Я с интересом ждал, что ответит Виктор.

– Нет, – сказал он, и в голосе его послышалось что-то для меня новое. Он не оправдывался, не спорил, он мечтал. – Не от гордости, нет. От трудности. Ты же знаешь, мне чем труднее – тем интереснее. Я вообще зелень люблю, а эта культура особого труда требует, повышенного внимания, изобретательности, если хочешь, техники. И зря ты взъелась, Галка. Не навек эти парники. Освою – брошу. Новенькое что-нибудь придумаю.

Громыхнув стулом, он встал.

– Пойду завтрак готовить. Лежи пока. А его потом разбудим. Старость – не радость… Пусть спит.

Но я уже встал и по привычке смешивал коньяк с боржомом. Старость – не радость? Наверное. Только я в свои шестьдесят семь лет что-то не чувствую себя Мафусаилом. Недаром говорят, что англичанин до тридцати лет ребенок, а до семидесяти юноша.

Англичанин?

В конце восьмидесятых годов мой отец приехал в Москву представителем бирмингамской металлопромышленной компании Бальфура. Через несколько лет Эндрью Джон стал Андреем Ивановичем, завел дружбу с оптовиками-скобянщиками и даже влюбился в купеческую дочь из Зарядья. С ней он сыграл свадьбу по русскому обычаю, прижил троих детей и уже не помышлял о возвращении на родину.

Я родился за семь лет до нового века, был торжественно окрещен в англиканской церкви и наречен Джоном. Мать меня тут же превратила в Ивана: дома у нас говорили только по-русски, а она не выучилась английскому даже в Англии.

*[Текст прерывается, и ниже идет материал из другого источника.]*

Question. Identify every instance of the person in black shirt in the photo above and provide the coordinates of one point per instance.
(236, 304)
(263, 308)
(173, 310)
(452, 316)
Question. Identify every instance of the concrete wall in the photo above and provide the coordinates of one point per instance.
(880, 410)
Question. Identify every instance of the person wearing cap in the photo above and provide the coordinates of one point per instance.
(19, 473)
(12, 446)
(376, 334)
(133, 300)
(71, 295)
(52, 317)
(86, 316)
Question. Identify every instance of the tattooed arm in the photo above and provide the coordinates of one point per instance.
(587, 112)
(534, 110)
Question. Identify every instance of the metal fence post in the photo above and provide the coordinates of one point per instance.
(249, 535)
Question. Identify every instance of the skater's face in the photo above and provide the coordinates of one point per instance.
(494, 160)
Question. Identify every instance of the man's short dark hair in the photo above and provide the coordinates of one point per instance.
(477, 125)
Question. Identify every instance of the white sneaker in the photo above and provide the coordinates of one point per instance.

Таких полуанглийских, полурусских семей было тогда немало в Москве. На Ореховской мануфактуре у Саввы Морозова подвизались Чарноки, у заводчика Бари в Симоновке – Дэвисы, Пикерсгили причесывали на европейский лад филатовскую торговлю в Зарядье, Мершанты внедряли тормоза Вестингауза. Многие, подобно отцу, легко и прочно вросли в московский быт, без запинки говорили по-русски, выезжали на лето в Серебряный бор и в Покровское-Стрешнево, соблюдали православные праздники и обучали детей в казенных гимназиях. Я не был исключением, конечно, приготовишкой спотыкался на букве ять, а великовозрастным гимназистом – на биноме Ньютона. О Теннисоне и Мередите я едва ли слышал в то время, а Пушкина и Гоголя знал лучше Теккерея и Байрона. Третьяковка была для меня так же «своей», как «своими» были Малый и Художественный театры, я заслушивался октавой протодьякона Розова в храме Христа-спасителя и мерз в очереди за билетами на гастроли Шаляпина. Тогда я не задавал себе вопроса, англичанин я или русский, – я просто жил, дышал воздухом Москвы, гранил ее улицы, слушал ее речь, читал ее книги. И думал, что так будет всю жизнь.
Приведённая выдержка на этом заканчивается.